RE: 3rd-party cross-platform UTF-8 support

From: Carl W. Brown (cbrown@xnetinc.com)
Date: Thu Sep 20 2001 - 23:31:55 EDT


Ken

> > I have to convert from UTF-8 to UTF-16, before calling ICU
> functions (such
> > as ucol_strcoll() )
> >
> > I'm worried about the performance overhead of this conversion.
>
> You shouldn't be.
>
> The conversion from UTF-8 to UTF-16 and back is algorithmic and very
> fast.

To make this conversion fast in xIUA http://www.xnetinc.com/xiua/ I use an
externalized version of this converter so I don't have to go through and of
the common ICU conversation overhead.

However there is much more to UTF-8 support then just a converter. Many
string handling functions require separate deployments.

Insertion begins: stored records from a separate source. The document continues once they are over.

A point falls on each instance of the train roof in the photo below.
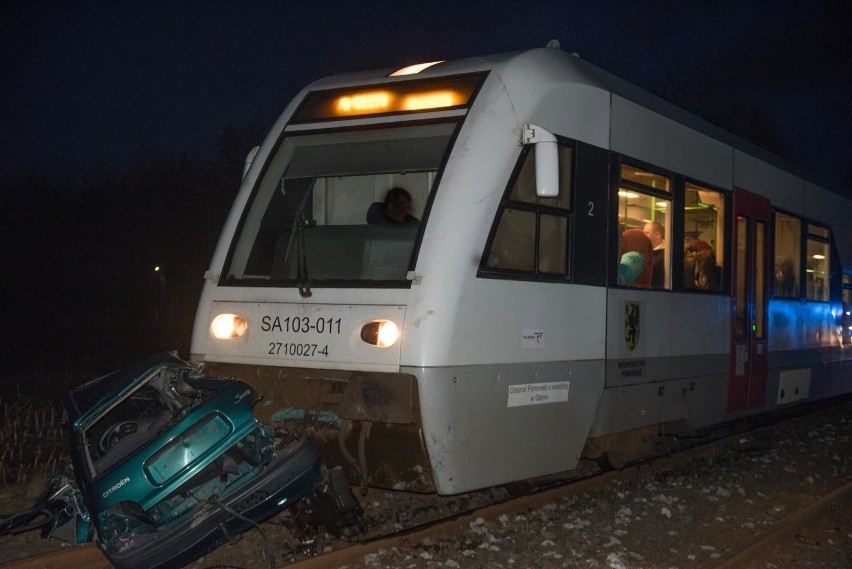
(799, 191)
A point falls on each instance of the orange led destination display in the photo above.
(391, 98)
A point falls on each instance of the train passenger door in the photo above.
(749, 330)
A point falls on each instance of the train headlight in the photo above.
(227, 326)
(381, 333)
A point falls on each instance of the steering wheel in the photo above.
(115, 433)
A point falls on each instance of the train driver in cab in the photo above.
(395, 210)
(657, 234)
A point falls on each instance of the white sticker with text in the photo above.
(532, 338)
(537, 393)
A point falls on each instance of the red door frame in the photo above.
(749, 292)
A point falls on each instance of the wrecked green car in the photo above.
(171, 464)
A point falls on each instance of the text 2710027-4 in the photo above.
(297, 349)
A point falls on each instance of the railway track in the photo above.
(802, 529)
(817, 536)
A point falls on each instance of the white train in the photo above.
(582, 270)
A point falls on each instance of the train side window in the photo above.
(644, 208)
(704, 238)
(531, 234)
(818, 262)
(788, 256)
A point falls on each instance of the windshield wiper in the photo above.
(297, 235)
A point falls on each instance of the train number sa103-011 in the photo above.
(299, 325)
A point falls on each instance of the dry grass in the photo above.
(33, 443)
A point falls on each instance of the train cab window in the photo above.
(788, 255)
(704, 238)
(310, 219)
(818, 262)
(531, 235)
(644, 219)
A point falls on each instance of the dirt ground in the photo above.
(689, 518)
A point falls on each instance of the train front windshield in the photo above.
(317, 216)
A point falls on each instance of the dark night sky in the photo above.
(92, 83)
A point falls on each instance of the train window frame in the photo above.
(632, 183)
(699, 243)
(817, 262)
(517, 251)
(788, 263)
(846, 314)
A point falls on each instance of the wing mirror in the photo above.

I agree totally, it is easier to write a collator in UTF-16 even easier to
write one in UTF-32. The cost of conversion to UTF-16 is probably made up in
the improved efficiency.

>
> If you are expecting better performance from a library that takes UTF-8
> API's and then does all its internal processing in UTF-8 *without*
> converting to UTF-16, then I think you are mistaken. UTF-8 is a bad
> form for much of the kind of internal processing that ICU has to do
> for all kinds of things -- particularly for collation weighting, for
> example. Any library worth its salt would *first* convert to UTF-16
> (or UTF-32) internally, anyway, before doing any significant semantic
> manipulation of the characters.
>
> > Are there any other cross-platform 3rd party unicode supports
> with better
> > UTF-8 handling ?

I would not have written xIUA if I know of a better alternative.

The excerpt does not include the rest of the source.